Reconstruction for Interosseous Ligament Disruption


An Essex-Lopresti injury, or longitudinal radioulnar dissociation (LRUD), occurs when a violent compressive load to the wrist results in a triad of injuries: disruption of the distal radioulnar joint (DRUJ), tear of the interosseous ligament complex (IOLC), and fracture of the radial head.

  • Radial Head: The primary stabilizer of the radius, preventing proximal migration during axial wrist loads by its contact with the capitellum.
  • Interosseous Ligament Complex (IOLC): The most critical secondary stabilizer of the forearm’s longitudinal axis, responsible for 71% of forearm stiffness after radial head resection.
  • Triangular Fibrocartilage Complex: Contributes 8% to forearm longitudinal stiffness.
  • IOLC Structure: Composed of five segments, with the central band being the stoutest and most crucial. The central band is 9.7 mm wide, 1-2 mm thick, and 40 mm long (FIG 1).

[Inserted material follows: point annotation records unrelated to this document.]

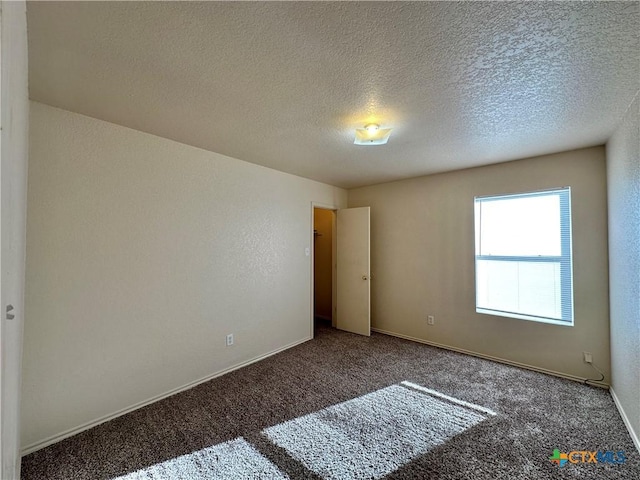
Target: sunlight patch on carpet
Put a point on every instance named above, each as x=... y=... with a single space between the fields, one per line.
x=373 y=435
x=233 y=459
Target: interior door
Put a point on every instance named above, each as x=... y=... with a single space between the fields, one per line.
x=353 y=305
x=14 y=108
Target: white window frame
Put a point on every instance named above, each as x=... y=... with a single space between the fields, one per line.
x=565 y=259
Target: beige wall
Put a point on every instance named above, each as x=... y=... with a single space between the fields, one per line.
x=422 y=243
x=323 y=272
x=623 y=173
x=142 y=254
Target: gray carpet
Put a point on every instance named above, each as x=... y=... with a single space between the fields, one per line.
x=344 y=406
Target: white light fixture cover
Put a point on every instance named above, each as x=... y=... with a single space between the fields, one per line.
x=372 y=135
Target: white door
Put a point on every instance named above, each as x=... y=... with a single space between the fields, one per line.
x=14 y=105
x=353 y=271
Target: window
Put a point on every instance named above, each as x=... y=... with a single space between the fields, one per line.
x=523 y=256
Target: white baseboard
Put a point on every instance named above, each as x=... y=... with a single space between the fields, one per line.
x=86 y=426
x=625 y=419
x=488 y=357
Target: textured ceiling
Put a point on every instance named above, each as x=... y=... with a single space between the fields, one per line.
x=286 y=84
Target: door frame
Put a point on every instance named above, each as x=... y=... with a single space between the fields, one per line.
x=334 y=209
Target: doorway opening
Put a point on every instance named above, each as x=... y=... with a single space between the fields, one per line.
x=324 y=268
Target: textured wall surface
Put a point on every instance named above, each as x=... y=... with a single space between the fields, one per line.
x=422 y=244
x=623 y=174
x=142 y=254
x=285 y=84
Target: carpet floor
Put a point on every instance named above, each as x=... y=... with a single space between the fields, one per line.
x=344 y=406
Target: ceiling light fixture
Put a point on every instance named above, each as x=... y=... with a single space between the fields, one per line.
x=372 y=134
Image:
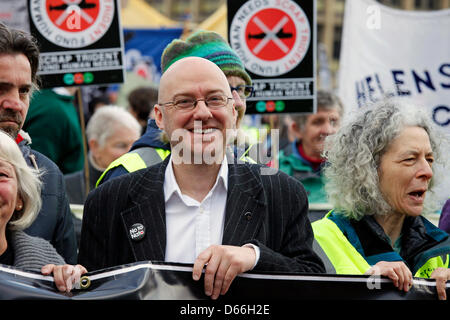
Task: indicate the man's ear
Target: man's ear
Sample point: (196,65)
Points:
(296,130)
(93,145)
(158,114)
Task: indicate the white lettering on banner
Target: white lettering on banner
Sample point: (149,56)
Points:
(78,61)
(395,53)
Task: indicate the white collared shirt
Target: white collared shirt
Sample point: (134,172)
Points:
(193,226)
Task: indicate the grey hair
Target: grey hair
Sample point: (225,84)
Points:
(354,154)
(105,121)
(28,184)
(326,100)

  • Load Distribution: At the wrist, the radius transmits 80% of the axial load and the ulna 20%. The IOLC redistributes this load proximally so that at the elbow, the radiocapitellar joint bears 57% of the load, and the ulnohumeral articulation bears 43%.
  • Injury Impact: In LRUD cases, a radial head prosthesis may restore axial stability but won’t address load distribution at the elbow if the IOLC doesn’t heal. This can lead to pain and early degenerative changes due to increased load on the radiocapitellar joint.

Natural History

  • Undiagnosed Cases: The incidence of LRUD is likely underdiagnosed, with recent studies suggesting it may occur in 3% of radial head fractures.
  • Progression: Without a competent radial head, axial forearm instability leads to progressive proximal radius migration, ulnocarpal abutment, and DRUJ dislocation.
  • Delayed Treatment: Leads to unsuccessful outcomes in 80% of patients.

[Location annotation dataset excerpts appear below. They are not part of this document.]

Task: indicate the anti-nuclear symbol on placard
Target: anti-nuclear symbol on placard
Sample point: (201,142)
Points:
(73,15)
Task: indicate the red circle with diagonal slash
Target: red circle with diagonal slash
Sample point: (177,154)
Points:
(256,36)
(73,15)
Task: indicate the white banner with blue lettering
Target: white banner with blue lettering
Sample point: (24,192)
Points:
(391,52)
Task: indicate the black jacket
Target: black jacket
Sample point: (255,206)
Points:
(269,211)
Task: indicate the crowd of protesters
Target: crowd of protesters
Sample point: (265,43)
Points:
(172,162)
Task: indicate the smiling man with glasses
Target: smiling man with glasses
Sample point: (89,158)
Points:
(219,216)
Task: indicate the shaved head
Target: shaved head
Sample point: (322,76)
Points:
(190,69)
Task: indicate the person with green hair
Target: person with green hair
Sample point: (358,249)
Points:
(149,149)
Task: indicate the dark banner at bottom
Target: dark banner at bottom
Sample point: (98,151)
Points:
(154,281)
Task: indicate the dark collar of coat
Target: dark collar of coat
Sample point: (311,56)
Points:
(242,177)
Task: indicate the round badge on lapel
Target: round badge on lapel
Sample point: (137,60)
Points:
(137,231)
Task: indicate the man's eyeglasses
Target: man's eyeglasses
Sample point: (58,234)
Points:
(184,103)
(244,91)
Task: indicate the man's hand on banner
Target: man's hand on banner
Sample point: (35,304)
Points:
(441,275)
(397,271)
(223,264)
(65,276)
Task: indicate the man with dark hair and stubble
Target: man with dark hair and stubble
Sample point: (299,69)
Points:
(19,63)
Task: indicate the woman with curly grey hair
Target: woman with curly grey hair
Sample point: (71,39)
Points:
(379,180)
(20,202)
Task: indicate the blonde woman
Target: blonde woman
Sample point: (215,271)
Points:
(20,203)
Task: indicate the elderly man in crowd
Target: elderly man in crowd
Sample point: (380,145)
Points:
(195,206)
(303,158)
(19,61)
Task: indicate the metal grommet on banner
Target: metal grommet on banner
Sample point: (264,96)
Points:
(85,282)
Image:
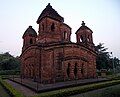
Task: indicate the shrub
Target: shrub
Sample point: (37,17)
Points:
(10,89)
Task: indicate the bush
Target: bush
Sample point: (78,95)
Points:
(78,90)
(10,89)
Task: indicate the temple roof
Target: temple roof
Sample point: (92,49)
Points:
(83,27)
(30,31)
(50,12)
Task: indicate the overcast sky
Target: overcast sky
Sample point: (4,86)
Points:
(101,16)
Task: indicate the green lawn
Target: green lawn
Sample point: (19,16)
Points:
(3,93)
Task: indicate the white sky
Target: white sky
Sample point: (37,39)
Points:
(101,16)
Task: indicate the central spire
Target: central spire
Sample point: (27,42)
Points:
(51,13)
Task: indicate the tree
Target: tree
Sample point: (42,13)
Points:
(103,57)
(8,62)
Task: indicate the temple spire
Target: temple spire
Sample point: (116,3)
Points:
(83,24)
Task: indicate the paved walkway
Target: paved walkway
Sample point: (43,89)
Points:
(104,92)
(3,92)
(48,87)
(26,91)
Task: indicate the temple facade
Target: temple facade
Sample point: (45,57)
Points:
(49,56)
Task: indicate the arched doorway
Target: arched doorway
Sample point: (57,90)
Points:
(68,70)
(75,70)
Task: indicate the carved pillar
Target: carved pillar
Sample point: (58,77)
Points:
(72,71)
(79,75)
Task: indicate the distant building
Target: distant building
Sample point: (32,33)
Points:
(50,56)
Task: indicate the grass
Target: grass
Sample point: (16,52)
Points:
(77,90)
(13,92)
(3,93)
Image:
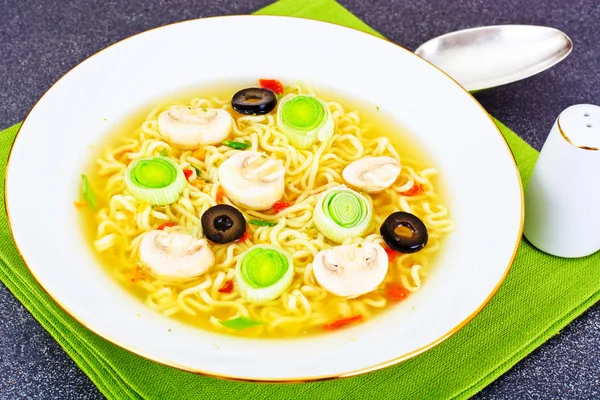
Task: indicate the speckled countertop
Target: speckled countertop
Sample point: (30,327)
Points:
(41,40)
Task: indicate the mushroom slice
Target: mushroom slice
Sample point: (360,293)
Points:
(372,174)
(251,180)
(351,270)
(191,128)
(175,256)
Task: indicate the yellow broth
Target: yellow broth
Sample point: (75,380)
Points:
(325,308)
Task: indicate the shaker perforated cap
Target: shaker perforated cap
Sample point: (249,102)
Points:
(580,126)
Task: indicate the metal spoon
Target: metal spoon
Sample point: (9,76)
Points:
(490,56)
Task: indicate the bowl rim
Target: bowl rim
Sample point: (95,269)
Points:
(347,374)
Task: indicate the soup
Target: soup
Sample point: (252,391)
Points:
(269,211)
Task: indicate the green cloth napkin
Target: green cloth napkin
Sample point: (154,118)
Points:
(541,295)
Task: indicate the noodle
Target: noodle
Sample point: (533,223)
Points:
(305,306)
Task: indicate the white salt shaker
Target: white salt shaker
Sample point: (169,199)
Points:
(562,201)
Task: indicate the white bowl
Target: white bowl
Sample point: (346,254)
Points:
(485,190)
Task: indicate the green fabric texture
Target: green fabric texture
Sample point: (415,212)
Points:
(540,296)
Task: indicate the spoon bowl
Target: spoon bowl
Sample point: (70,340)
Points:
(490,56)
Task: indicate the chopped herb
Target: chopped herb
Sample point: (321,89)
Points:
(240,323)
(88,193)
(236,145)
(260,222)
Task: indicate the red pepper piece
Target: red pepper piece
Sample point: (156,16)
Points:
(271,84)
(396,292)
(281,205)
(340,323)
(227,287)
(392,254)
(166,224)
(416,189)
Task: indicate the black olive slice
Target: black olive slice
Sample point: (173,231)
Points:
(253,101)
(404,232)
(223,223)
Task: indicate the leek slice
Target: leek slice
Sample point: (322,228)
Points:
(89,196)
(304,119)
(263,273)
(158,181)
(342,213)
(241,323)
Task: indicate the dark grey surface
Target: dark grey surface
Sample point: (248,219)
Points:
(42,40)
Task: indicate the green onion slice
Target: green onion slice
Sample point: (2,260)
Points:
(156,180)
(261,222)
(304,119)
(263,273)
(236,145)
(88,193)
(241,323)
(342,213)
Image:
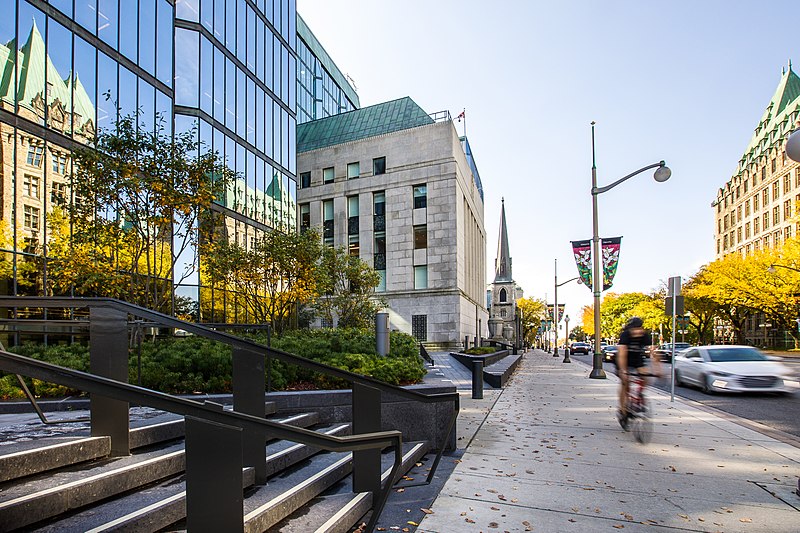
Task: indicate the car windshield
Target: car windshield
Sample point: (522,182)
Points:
(722,355)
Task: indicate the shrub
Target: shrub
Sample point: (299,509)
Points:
(197,365)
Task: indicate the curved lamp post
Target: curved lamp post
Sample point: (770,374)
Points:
(662,174)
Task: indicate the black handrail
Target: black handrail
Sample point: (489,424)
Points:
(226,338)
(33,368)
(254,347)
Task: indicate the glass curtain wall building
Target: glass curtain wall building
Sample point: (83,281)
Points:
(322,89)
(226,69)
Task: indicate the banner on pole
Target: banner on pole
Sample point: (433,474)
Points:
(610,258)
(582,250)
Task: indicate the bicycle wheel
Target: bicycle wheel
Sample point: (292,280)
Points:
(642,427)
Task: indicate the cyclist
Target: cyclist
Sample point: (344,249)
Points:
(630,358)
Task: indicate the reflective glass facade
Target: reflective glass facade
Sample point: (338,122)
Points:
(69,68)
(322,90)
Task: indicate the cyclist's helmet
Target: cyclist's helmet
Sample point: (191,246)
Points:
(634,322)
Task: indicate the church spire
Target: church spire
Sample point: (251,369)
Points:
(502,265)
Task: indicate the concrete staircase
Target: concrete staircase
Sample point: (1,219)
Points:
(73,483)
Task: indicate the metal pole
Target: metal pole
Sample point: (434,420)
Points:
(672,358)
(597,282)
(555,308)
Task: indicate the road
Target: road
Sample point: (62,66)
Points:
(777,412)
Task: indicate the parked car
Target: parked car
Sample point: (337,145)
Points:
(664,351)
(610,352)
(733,368)
(580,347)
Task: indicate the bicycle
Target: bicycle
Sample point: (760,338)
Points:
(638,419)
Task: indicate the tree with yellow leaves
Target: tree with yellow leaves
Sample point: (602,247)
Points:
(532,312)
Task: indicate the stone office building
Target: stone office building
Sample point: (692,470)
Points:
(755,209)
(398,188)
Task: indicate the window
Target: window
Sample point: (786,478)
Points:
(420,237)
(305,217)
(421,277)
(419,327)
(420,196)
(379,166)
(352,216)
(327,222)
(59,163)
(31,218)
(30,186)
(35,155)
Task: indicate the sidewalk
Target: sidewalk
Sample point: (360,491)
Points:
(550,456)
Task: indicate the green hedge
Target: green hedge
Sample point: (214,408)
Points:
(196,365)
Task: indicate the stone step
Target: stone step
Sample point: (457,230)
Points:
(339,509)
(163,504)
(16,463)
(52,493)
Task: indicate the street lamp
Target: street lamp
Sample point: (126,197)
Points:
(662,174)
(555,303)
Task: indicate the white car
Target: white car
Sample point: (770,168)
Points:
(733,368)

Patient History and Physical Findings

  • History: Patients typically report a high-energy axial load on the forearm, such as a fall from height onto outstretched arms. Initial complaints often focus on the elbow, with possible forearm and wrist pain.
  • Examination: All patients with a radial head fracture should be checked for DRUJ laxity and tenderness, forearm swelling, and tenderness along the interosseous space. Subacute presentations may involve ulnar-sided wrist pain following radial head excision or shortened fracture malunion.
  • Intraoperative Diagnosis: The radial pull test can help diagnose IOLC disruption. If the ulnar variance increases by 3 mm or more with 20 pounds of proximal radius traction, the IOLC is likely disrupted.

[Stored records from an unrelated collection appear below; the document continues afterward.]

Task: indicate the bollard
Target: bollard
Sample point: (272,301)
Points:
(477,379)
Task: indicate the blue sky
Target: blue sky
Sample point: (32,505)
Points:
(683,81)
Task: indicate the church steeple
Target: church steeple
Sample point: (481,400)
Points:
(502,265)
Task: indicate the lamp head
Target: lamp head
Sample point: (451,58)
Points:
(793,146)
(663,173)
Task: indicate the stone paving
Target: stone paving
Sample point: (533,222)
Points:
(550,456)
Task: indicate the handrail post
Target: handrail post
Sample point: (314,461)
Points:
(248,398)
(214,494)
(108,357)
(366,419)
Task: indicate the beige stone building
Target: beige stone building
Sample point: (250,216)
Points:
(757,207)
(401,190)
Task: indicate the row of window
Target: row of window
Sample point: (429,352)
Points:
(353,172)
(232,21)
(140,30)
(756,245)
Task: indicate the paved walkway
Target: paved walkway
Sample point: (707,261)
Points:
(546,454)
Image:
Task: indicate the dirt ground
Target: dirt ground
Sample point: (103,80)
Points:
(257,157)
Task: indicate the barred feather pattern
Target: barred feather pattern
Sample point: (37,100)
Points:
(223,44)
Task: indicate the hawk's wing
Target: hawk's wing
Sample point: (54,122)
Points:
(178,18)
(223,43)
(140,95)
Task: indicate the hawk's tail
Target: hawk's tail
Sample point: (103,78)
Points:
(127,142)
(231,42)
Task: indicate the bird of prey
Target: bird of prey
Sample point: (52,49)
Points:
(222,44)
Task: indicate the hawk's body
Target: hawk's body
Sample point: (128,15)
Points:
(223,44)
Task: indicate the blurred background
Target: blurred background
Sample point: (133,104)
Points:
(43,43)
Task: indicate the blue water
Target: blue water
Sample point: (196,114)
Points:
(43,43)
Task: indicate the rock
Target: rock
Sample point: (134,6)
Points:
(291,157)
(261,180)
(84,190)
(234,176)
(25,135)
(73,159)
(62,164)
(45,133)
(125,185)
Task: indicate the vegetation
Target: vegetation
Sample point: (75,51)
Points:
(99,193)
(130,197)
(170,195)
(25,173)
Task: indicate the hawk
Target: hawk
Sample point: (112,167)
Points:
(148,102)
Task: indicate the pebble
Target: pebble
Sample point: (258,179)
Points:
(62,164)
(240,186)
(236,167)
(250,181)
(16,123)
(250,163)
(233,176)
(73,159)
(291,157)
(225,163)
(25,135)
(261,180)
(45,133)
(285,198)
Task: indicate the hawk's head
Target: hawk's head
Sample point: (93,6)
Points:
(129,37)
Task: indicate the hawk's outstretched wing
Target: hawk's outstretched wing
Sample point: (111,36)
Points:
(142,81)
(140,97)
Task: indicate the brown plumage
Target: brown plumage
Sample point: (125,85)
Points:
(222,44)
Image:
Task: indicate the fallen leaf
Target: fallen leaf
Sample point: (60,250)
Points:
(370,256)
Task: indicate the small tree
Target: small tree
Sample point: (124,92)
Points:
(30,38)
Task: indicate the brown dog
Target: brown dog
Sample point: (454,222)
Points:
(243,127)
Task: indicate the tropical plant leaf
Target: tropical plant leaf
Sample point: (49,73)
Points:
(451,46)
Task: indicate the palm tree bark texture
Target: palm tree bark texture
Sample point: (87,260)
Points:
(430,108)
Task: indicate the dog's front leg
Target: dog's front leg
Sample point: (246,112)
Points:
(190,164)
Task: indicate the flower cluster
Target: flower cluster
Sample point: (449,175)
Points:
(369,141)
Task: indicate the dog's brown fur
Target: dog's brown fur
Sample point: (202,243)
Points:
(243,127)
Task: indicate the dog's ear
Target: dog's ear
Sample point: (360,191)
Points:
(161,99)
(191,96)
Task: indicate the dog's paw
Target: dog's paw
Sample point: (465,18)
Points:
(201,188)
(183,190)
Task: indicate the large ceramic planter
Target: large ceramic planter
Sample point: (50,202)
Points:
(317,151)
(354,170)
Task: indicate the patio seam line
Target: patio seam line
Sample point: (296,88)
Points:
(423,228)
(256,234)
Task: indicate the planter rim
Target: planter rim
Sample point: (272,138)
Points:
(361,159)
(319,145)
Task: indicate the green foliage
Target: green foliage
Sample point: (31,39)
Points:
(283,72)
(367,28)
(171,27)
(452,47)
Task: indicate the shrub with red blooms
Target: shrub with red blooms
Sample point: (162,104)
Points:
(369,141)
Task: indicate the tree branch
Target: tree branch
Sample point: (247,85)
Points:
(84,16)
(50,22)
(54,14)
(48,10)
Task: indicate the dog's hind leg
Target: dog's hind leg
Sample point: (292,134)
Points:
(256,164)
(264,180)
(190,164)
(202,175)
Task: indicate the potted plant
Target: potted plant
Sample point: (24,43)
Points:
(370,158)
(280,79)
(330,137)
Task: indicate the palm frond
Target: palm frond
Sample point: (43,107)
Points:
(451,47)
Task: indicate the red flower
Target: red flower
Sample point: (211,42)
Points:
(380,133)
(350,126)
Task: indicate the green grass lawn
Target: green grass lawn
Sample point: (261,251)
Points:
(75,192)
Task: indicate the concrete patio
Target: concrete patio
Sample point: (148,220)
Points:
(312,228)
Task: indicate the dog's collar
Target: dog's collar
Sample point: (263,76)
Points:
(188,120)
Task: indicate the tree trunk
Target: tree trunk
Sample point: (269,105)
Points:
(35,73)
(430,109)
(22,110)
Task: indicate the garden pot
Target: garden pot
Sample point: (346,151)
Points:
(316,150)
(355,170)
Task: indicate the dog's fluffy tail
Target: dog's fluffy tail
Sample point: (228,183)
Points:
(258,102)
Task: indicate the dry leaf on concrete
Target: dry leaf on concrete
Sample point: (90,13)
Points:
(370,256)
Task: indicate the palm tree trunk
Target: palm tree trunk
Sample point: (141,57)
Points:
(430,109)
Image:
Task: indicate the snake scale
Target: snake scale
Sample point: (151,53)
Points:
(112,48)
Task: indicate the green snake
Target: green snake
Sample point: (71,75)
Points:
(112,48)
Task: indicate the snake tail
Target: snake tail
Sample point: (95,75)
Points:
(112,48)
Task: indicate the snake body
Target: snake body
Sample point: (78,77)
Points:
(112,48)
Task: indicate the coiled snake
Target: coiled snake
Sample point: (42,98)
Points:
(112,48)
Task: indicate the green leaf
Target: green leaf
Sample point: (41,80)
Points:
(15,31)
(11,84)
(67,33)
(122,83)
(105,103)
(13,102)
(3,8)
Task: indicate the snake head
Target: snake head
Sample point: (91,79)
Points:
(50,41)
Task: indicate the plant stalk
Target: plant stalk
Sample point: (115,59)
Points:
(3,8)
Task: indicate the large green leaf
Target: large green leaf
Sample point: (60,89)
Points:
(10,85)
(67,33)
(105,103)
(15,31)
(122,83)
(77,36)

Imaging and Diagnostic Studies

  • Radiographs: Standard radiographs of the affected elbow and forearm, and bilateral neutral forearm wrist posteroanterior (PA) views for comparing ulnar variance.
  • MRI and Ultrasound: Effective in diagnosing IOLC injury with over 90% sensitivity and specificity. However, their clinical accuracy is debated.
  • Bilateral Comparison: Maximum forearm interosseous space comparison in a cadaver LRUD model shows a 70% increase in space after IOLC disruption.

Differential Diagnosis

  • Isolated radial head fracture
  • Partial IOLC disruption

Nonoperative Management

  • Mason Type 1 Fracture: Can be managed with a Muenster cast in a position where the DRUJ is reduced (usually maximum supination) for at least 8 weeks. However, structural integrity of the IOLC healing is uncertain.

Surgical Management

Acute Situations
  • Repair or Replace Radial Head: Stabilize the DRUJ by splinting in supination or pinning the DRUJ.
Chronic Conditions
  • Address Deficiencies:
    • Radial head arthroplasty if possible.
    • Ulnar shortening osteotomy.
    • Central band reconstruction uses techniques such as pronator teres rerouting, autograft and allograft tendon, suture constructs, or bone-patellar tendon-bone graft.


Reconstruction for interosseous ligament disruption involves careful diagnosis, preoperative planning, and appropriate surgical techniques to address acute and chronic conditions. Proper management of LRUD can restore forearm stability and function, preventing long-term complications.